Латыш-врач возился со мной недолго. И хотя он был предупредительнее докторши Павловой, выворачивавшей меня наизнанку, всё равно тяжкий стыд переполнял меня. Беременность подтвердилась. Врач не стал ни поздравлять, ни спрашивать о чём-либо, просто вытер руки полотенцем и распрощался. Дело было поздно вечером, и приём давно кончился. Рост заплатил ему.
Краешек жёлтых, яичного оттенка обоев. Вытисненный цветок, обрывающийся на границе другого, не совпадающего узором с этим рулона. Я водила пальцем по бугоркам и впадинам стены, которые повторяла бумага, и опять утыкалась в серость подушки. Открывала глаза и видела сплетения ниток, сочленения ткани и сквозь них свет.

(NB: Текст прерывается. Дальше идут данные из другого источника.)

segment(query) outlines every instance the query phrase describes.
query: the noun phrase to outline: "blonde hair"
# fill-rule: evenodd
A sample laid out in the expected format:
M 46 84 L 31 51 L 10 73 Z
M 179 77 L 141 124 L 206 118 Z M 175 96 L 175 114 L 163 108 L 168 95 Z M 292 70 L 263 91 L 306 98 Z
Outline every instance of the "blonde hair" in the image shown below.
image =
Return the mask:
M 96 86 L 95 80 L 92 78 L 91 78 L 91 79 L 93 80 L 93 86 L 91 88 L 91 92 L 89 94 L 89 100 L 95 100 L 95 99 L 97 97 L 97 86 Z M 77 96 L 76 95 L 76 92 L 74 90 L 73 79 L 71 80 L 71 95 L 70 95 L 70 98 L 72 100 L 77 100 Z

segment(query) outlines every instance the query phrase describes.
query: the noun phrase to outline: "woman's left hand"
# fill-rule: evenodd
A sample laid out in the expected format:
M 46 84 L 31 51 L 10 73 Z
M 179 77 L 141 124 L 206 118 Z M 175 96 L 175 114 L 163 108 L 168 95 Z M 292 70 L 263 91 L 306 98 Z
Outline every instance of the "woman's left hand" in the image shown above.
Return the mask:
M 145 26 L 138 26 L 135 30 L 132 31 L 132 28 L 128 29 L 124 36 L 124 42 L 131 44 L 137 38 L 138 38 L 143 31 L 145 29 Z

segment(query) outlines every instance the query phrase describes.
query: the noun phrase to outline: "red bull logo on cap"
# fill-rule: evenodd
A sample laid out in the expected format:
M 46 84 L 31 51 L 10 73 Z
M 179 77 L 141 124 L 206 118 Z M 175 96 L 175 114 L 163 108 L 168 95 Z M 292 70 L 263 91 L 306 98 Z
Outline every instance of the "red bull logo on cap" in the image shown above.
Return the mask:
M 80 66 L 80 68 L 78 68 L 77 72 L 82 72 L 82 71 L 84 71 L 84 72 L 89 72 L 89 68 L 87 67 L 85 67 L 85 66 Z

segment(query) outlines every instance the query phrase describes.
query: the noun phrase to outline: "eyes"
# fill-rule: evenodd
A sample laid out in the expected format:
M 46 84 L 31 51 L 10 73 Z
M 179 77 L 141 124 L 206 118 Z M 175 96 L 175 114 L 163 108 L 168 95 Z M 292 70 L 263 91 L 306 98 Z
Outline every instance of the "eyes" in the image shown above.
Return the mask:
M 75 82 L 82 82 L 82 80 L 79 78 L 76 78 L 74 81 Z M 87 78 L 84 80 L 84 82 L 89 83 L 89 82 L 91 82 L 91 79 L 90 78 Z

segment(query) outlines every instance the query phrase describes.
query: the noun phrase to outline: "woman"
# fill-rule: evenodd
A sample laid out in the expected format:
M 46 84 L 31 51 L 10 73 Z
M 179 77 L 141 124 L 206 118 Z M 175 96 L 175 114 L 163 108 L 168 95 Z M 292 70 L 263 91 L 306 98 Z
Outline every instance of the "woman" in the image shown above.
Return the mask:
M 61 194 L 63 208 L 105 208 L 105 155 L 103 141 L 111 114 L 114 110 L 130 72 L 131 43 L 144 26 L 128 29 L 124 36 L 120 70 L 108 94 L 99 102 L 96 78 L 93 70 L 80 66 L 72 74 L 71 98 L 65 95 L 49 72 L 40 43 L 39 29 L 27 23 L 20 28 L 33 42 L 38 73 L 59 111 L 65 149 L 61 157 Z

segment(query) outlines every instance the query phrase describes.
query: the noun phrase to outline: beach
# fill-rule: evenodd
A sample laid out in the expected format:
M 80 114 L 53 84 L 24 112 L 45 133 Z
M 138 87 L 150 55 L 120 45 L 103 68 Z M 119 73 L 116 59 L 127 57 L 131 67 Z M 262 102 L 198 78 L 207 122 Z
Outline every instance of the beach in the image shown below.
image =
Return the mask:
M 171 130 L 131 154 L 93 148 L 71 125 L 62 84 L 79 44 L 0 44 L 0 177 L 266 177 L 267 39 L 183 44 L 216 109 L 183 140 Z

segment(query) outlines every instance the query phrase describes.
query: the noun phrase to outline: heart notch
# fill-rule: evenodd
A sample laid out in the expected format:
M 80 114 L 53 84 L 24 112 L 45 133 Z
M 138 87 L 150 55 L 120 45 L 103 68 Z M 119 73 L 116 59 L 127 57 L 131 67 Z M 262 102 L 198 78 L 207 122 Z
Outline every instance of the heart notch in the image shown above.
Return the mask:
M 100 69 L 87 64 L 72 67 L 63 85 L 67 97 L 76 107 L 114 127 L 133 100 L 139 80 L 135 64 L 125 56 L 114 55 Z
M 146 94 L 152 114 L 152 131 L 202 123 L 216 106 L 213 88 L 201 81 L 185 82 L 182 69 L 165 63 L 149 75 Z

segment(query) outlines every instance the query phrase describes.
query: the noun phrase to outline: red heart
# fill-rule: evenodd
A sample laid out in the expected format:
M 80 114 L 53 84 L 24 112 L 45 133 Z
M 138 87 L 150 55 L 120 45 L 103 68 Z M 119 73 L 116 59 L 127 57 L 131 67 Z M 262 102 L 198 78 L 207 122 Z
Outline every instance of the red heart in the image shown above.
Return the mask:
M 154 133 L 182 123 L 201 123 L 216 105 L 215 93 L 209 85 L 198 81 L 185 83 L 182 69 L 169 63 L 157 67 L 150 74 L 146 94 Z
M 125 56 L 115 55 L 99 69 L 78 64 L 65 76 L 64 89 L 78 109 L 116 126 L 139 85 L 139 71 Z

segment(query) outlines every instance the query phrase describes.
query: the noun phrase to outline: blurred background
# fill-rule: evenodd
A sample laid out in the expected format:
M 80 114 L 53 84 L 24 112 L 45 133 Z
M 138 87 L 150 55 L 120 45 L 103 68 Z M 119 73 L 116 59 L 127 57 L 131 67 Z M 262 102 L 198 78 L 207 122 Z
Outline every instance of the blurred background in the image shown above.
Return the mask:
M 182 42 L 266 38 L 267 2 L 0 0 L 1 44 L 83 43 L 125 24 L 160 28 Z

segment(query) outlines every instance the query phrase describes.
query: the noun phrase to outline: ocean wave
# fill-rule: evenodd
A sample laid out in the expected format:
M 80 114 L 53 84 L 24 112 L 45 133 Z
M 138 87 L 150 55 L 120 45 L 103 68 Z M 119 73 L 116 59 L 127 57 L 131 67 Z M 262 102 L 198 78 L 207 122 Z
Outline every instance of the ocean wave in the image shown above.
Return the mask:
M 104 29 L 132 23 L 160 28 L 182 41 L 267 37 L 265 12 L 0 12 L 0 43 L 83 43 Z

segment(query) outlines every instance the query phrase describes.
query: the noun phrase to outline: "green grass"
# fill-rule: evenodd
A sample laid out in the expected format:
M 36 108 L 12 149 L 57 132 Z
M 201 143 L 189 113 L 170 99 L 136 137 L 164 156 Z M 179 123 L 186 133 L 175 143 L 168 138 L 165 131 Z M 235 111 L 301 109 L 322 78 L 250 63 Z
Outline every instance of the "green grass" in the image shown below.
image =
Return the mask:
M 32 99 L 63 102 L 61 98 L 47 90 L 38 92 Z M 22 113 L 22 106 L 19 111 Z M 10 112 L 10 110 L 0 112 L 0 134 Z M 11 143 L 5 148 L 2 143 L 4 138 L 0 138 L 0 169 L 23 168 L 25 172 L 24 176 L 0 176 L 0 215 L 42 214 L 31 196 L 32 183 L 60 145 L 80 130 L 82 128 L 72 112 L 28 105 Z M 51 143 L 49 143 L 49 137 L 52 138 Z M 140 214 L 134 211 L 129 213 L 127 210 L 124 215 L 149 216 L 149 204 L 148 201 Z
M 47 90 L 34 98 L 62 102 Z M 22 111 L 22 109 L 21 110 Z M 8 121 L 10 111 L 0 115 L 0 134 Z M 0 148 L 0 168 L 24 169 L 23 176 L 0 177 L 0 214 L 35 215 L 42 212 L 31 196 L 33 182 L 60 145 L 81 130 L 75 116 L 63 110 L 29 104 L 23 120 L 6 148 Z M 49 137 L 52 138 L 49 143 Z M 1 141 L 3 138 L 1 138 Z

Закрывала глаза и наблюдала искры, рассыпающиеся в черноте. Опять открывала, косилась на обои и учила наизусть древо цветков, ползущее вверх: лист, дуга дороги, развилка, слева озерцо, справа лилия.
Никакой жизни внутри я не чувствовала, ребёнка себе представить не могла и не хотела о нём думать. Прошлое разрушилось, ухнуло в яму. Случилось нечто помимо моей воли и оборвало все мои чаяния. Год назад я приняла бы это как послушание, но теперь было даже стыдно думать об этом.
Бессилие. Не хотелось думать вообще. Особенно когда тошнило.
К Росту приходили солидаристы. Их голоса дрожали перед глазами оранжевым гулом. Я слушала их через волокна наволочки. Слова отделялись с трудом. Западный фронт, союзники, Италия. Затем: красная армия, Резекне, Белосток, перерезать.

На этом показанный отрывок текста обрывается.